Observando o pensando simplemente mientras la visitaba con poca frecuencia (o con menos frecuencia de la de un buen hijo) me decía a mí mismo que la longevidad era un misterio. Un misterio más, porque en la vida casi todo es misterioso. O incomprensible.
¿Para qué sirven esos viejos que duran tanto? ¿Cual es el sentido de sus vidas en ese momento crepuscular en el que ya no son, pero sí están? Son preguntas necias, pero todo el mundo se las hace en un momento o en otro. Claro, cuando uno se hace esas preguntas no es demasiado viejo. Y tiene salud. Y tiene la suficiente insolencia para ver la vida como que si fuese un asunto de conveniencias. Pero se las hace.
Yo me las he hecho observando a mi madre antes de su muerte. He salido de la visita semanal o quincenal a su apartamento pensando para qué. Me han pasado por la mente todas esas cosas que condena la autoridad moral. He rozado todos los tópicos sobre la vida y la muerte. Lo confieso y me da alguna vergüenza porque revela ese lado mío mundano y despreocupado.
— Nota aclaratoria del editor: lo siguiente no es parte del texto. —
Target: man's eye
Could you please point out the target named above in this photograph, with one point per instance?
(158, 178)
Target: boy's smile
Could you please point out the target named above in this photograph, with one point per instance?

Pero mi madre, en algunos momentos, me recordó que las cosas no son tan simples. Cuando la besaba y acariciaba (porque a mí me gustó siempre hacerlo), allí estaba ella retribuyéndome con sus gestos, su sonrisa, sus propias caricias o las palabras, tiernas, de madre orgullosa de sus hijos. Y me decía yo, en ese momento, tal vez sólo por eso ha valido la pena llegar hasta este punto. Lo decía por mí, pero también por ella.
No hace mucho estaba yo un Domingo en la mañana tratando de permanecer a su lado, aunque fuese media hora. No era fácil porque ya desde tiempo atrás la conversación no era posible. Ni tampoco el silencio, que es lo peor. Así que se trataba para mí de lograr quedarme un rato.
Mi estado de ánimo no era bueno, me molestaba una sombra depresiva que a veces me asalta en las mañanas. Y allí, al lado de ella, solos, pensaba que la Fe por estos años se me viene escapando. Y atrapado por la nostalgia de otros tiempos míos, un impulso sentimental me hizo llorar infantilmente. Dame una señal, dije para mí (hoy al contarlo me ruborizo un poco).
Mi madre, ausente, se quedó mirando hacia un punto de la pared del comedor como si algo allí reclamara su atención y comenzó a decir: Dios te salve María llena eres de gracia…y siguió hasta el final.
Me señaló otro misterio a sus noventa y cuatro años.
Oscar Tenreiro / 27 de octubre de 2004
La muerte definitiva de Cecilia fue el 17 de noviembre de ese mismo año. Cuando escribí lo anterior, hacía tres días que había salido de una operación que la había dejado sin respuesta cerebral.